UF/IFAS experts believe that citrus leprosis could be a danger to Florida citrus if it re-enters the state.
A recent Citrus Industry article outlined the facts about the exotic viral disease, citrus leprosis in a proactive effort to educate Florida citrus growers on the disease and put them on high alert. According to the article, the disease is currently not present in The Sunshine State, but it is widespread in many places, including Mexico and all of South and Central America. The disease was also present in Florida in the early 1900s where it “caused great crop and tree losses” until being eradicated in the 1960s. See the details of the disease to know what to look for.

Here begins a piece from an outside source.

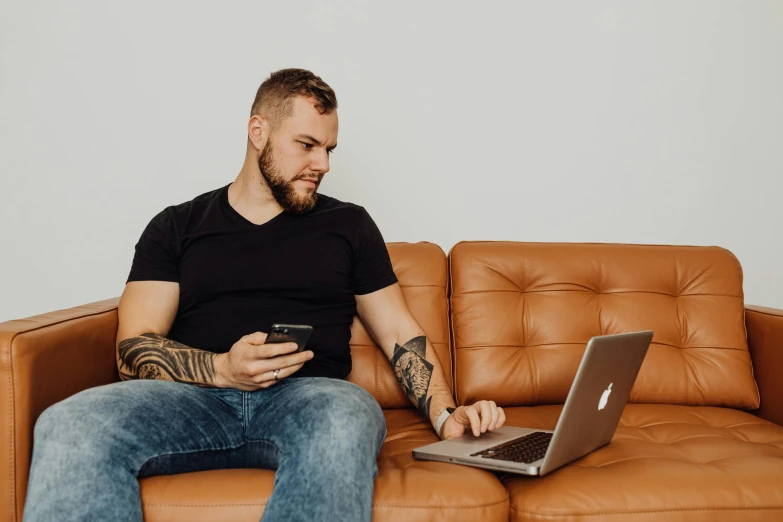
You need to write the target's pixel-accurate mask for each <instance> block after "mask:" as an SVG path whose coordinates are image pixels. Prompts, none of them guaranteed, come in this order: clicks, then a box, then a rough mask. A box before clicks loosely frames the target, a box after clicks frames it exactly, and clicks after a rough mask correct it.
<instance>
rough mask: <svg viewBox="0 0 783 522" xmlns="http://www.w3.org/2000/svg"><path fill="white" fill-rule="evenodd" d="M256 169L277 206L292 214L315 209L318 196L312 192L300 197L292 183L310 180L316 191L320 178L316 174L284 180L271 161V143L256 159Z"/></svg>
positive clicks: (270, 141) (271, 150)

Details of Citrus Leprosis
According to the article, citrus leprosis is “a non-systemic viral disease that causes chlorotic lesions on citrus leaves, fruit and twigs.” These lesions are cause by the feeding of infected false spider mites, which are the vector of the disease. There are several species of false spider mites in Florida.

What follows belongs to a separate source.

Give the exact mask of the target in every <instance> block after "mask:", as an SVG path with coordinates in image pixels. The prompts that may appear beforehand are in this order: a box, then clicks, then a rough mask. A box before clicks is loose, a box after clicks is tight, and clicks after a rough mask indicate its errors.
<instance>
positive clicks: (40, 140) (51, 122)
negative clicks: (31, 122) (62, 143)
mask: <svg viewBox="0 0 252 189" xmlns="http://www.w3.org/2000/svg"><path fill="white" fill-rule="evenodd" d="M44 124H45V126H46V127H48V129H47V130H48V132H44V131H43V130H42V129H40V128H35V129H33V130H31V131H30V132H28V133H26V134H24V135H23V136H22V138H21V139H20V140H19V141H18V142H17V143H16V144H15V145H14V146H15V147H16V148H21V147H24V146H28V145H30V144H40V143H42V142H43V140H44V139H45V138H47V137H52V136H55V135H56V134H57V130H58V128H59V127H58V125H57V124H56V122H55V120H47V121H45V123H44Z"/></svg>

According to the article, sweet oranges, some grapefruit, mandarin, lime, sour orange, clementine, pummelo, kumquat, and sweet lime are susceptible, while sour orange, Meyer lemon, Royal grapefruit, mandarins, Minneola tangelo, and Temple tangors are resistant.
The disease causes necrotic lesions surrounded by a yellow halo, marking where infected mites fed. It can occur on the leaf, bark, and fruit of citrus trees. It ruins the commercial value of fresh fruit and can cause stem death, early fruit drop, and yield loss.
It’s believed the disease was eradicated in Florida due to a combination of the use of miticide and an “extreme freeze event” in 1962. Growers suspecting citrus leprosis should contact FDACS or their local Extension agent.